Since we are guessing, I'll guess that there is an injector issue and one or more isn't firing. It's a common issue with the Fitech TBI to have from a poor electrical connection(injector clip) and/or trash from manufacturing or fuel plumbing install. It will be able to compensate and have enough fuel to run fine at idle and low load, but not high loads and/or boost.
 
The engineer is correct.
The front nipple is only used for a supercharger (Draw Thru) where you need boost reference from the intake manifold.
For a turbocharger blow thru the nipple needs to be capped or else the boost reference signal to the internal MAP will be low causing a lean condition.
See page 4 figure 6 of the installation manual.
 
pmuller9":3giuikvc said:
The engineer is correct.
The front nipple is only used for a supercharger (Draw Thru) where you need boost reference from the intake manifold.

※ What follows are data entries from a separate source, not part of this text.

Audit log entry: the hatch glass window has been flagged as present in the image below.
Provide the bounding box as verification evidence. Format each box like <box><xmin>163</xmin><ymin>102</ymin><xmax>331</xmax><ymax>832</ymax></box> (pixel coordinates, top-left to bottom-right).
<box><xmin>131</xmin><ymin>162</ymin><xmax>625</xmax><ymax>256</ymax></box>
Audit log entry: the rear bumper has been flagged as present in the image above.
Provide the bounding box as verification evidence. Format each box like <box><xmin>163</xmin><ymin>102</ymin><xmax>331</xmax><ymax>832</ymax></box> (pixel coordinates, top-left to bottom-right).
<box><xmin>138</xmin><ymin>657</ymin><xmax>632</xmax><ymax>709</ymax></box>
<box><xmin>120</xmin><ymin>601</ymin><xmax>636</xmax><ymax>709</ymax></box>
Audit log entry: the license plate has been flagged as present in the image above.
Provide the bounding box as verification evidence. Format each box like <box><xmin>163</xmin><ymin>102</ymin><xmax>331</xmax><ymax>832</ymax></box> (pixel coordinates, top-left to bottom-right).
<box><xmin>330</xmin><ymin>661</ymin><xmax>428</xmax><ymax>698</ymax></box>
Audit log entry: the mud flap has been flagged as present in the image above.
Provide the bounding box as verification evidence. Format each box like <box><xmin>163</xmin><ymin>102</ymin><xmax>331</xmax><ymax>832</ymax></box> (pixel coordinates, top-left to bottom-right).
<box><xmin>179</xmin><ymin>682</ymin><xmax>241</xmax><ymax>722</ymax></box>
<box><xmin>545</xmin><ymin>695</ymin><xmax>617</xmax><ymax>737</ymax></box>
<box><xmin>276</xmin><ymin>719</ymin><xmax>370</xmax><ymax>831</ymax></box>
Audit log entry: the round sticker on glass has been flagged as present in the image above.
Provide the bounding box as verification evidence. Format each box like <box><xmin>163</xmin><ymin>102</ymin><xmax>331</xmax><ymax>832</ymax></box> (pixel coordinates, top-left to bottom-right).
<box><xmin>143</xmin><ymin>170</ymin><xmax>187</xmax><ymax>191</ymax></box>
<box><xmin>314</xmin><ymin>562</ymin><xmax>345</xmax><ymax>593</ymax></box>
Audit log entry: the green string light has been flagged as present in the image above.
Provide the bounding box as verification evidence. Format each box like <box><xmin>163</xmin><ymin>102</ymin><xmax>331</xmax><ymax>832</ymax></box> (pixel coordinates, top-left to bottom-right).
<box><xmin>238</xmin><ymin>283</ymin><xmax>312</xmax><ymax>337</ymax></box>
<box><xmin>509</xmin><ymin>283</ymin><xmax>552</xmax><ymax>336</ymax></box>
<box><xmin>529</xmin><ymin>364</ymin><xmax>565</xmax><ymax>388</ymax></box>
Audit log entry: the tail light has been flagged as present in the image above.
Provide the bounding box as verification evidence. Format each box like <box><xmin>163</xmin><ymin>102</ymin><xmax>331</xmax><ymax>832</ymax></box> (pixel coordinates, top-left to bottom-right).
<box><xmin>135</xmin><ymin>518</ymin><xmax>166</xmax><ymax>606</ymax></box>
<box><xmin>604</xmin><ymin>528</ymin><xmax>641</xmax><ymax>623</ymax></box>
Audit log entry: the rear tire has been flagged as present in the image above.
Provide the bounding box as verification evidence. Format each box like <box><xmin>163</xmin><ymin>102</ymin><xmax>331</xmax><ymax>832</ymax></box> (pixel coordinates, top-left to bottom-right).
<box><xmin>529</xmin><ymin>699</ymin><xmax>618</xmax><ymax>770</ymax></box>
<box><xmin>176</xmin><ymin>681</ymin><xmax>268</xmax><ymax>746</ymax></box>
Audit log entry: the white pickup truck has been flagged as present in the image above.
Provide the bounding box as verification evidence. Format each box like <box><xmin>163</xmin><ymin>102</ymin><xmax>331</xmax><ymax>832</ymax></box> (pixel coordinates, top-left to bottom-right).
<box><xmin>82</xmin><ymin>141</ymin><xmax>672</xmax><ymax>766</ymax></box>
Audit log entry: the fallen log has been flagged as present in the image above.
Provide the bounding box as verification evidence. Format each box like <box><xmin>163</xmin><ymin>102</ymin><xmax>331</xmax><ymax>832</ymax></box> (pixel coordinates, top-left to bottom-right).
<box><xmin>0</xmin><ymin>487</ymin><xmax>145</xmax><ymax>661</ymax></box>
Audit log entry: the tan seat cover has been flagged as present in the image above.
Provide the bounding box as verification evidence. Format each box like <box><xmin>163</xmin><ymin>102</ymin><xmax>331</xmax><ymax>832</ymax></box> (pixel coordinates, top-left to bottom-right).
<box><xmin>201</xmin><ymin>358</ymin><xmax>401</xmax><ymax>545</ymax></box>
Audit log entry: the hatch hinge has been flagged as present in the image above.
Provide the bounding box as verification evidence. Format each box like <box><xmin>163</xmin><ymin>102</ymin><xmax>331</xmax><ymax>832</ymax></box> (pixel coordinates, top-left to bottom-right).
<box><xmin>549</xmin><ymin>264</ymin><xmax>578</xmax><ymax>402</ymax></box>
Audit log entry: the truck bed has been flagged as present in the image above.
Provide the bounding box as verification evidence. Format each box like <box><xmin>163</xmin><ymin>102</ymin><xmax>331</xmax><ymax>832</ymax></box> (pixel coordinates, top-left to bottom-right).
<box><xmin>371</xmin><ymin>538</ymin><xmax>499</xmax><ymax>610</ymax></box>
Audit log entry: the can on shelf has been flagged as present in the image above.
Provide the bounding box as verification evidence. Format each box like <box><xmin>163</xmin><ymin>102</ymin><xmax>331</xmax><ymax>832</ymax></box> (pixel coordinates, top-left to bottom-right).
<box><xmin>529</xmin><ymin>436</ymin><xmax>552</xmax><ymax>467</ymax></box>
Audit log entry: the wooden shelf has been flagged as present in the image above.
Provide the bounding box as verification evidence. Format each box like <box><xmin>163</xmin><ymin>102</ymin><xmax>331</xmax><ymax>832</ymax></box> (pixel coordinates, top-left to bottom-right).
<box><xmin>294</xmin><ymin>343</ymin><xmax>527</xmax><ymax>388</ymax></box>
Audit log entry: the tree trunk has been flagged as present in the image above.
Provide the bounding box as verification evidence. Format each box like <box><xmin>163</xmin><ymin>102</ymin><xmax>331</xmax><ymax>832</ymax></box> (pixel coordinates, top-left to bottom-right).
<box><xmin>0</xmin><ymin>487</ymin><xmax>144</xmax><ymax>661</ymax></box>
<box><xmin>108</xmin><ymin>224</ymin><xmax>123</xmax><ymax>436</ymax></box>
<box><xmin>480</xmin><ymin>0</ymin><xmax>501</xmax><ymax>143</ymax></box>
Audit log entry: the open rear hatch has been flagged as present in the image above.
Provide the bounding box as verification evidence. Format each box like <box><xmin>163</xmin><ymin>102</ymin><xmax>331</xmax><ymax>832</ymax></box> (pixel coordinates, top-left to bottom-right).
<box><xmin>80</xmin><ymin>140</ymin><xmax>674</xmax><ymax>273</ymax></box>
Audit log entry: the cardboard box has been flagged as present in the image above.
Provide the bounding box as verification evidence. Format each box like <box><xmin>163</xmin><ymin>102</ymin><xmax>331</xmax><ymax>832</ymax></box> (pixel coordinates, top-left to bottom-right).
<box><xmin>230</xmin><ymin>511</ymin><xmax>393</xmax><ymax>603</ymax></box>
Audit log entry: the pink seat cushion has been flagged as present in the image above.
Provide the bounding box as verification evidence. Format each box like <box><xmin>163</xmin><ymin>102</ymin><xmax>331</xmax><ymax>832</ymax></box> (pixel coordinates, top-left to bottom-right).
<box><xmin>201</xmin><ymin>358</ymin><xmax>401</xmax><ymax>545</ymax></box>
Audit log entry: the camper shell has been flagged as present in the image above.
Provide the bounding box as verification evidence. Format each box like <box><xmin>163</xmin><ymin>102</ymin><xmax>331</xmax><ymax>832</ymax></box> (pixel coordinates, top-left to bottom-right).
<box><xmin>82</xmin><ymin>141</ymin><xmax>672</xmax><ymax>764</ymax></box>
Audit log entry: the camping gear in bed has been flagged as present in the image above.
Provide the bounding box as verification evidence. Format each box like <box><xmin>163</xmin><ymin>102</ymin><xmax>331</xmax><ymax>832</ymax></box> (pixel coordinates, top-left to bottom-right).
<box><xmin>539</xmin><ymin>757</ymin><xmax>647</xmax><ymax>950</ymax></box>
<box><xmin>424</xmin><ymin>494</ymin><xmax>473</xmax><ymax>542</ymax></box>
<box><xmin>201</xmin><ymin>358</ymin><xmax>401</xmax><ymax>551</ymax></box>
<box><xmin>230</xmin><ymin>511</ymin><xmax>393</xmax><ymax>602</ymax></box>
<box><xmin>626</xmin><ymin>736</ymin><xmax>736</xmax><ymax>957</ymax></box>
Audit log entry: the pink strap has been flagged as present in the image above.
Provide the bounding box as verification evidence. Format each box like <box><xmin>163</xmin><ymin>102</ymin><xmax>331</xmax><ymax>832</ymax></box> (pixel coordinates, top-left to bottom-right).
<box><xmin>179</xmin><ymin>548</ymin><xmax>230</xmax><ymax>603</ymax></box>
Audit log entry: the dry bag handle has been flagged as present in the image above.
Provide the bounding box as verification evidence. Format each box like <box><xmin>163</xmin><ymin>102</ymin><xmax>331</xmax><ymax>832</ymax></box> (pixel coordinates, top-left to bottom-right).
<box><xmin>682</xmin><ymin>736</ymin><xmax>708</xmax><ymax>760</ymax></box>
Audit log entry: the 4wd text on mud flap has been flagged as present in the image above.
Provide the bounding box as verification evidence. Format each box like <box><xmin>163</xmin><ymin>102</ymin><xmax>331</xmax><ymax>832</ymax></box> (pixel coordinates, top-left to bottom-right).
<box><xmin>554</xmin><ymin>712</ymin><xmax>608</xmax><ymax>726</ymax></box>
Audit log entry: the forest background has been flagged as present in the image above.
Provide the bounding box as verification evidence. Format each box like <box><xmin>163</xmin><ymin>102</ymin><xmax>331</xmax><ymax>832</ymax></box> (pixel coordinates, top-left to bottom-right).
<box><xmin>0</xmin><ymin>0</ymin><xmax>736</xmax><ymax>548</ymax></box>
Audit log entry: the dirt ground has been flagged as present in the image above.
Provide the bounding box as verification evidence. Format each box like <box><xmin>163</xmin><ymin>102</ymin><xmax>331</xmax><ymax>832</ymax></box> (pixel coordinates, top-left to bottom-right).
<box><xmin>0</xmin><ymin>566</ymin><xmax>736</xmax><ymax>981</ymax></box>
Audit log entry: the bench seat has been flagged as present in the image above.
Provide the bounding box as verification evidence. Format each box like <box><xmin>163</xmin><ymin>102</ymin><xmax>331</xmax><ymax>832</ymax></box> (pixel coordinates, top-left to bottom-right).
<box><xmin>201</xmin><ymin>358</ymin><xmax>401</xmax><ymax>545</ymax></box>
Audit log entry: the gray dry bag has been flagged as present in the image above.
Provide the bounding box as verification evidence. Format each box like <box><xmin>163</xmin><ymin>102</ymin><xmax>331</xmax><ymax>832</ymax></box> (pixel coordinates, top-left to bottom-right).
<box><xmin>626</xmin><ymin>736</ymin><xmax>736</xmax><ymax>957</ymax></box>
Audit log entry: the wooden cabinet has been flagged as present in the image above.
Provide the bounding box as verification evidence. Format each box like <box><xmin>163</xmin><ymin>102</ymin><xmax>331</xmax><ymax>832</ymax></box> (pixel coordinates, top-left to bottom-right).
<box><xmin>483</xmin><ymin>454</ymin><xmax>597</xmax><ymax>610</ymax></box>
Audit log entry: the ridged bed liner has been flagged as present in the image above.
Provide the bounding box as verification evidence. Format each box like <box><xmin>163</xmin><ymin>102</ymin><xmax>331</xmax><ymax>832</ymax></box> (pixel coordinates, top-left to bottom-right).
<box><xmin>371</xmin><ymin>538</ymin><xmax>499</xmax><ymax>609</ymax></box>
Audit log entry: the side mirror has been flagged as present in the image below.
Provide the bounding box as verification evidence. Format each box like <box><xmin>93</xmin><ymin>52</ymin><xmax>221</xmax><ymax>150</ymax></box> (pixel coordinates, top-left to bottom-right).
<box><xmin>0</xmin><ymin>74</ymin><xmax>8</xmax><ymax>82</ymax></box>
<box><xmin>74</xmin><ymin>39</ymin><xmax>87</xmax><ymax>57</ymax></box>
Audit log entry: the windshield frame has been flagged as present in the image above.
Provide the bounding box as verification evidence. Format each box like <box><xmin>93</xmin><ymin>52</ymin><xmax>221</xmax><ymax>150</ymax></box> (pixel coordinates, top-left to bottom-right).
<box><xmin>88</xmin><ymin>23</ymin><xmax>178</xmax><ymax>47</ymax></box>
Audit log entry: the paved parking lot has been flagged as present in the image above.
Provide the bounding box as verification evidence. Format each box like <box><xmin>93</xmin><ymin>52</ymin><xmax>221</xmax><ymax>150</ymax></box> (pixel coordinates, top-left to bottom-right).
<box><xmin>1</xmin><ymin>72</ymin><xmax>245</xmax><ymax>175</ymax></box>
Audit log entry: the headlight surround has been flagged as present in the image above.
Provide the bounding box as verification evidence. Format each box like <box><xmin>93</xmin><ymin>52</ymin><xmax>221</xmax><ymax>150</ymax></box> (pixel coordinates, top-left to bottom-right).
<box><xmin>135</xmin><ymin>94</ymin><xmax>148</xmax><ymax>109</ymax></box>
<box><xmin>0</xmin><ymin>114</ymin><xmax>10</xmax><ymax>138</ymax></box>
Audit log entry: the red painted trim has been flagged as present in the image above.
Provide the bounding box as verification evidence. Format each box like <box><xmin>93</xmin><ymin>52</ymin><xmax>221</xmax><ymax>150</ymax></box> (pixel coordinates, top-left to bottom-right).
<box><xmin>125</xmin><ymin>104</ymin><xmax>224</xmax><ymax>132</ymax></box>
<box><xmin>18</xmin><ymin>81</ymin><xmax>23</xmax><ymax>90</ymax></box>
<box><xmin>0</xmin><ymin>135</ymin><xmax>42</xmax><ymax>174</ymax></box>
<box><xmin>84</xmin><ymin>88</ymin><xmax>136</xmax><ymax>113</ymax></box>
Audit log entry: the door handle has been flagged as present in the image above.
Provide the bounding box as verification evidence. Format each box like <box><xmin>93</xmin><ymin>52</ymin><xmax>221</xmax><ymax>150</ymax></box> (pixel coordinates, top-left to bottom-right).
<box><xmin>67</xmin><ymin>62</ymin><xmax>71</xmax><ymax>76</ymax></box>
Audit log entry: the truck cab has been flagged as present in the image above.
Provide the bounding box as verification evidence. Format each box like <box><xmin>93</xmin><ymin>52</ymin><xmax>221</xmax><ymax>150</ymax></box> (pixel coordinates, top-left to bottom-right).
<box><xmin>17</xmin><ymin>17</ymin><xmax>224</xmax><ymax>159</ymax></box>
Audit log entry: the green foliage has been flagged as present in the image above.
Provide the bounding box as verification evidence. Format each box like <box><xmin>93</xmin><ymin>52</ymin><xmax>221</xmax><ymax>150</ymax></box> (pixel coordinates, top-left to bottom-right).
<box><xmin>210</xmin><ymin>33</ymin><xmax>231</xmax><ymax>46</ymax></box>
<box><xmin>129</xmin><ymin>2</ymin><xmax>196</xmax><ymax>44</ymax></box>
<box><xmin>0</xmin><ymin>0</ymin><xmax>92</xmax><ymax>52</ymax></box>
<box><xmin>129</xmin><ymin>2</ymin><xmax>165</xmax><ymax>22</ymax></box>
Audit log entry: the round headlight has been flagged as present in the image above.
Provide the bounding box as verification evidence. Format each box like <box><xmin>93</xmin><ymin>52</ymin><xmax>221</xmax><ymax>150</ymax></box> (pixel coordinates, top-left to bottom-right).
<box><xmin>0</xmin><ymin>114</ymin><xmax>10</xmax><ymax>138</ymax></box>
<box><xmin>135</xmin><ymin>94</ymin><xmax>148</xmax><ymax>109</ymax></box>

For a turbocharger blow thru the nipple needs to be capped or else the boost reference signal to the internal MAP will be low causing a lean condition.
See page 4 figure 6 of the installation manual.
Maybe. Without knowing the exact symptoms and the exact plumbing on the car it is all a guess.

If the port is plumbed to the distributor advance as it looks in the video, the MAP reading will be affected during transient response and accurate at steady state, unless there is a restriction in the line and leak at the distributor. In any case, the front port needs to be capped with a high quality(not rubber) cap.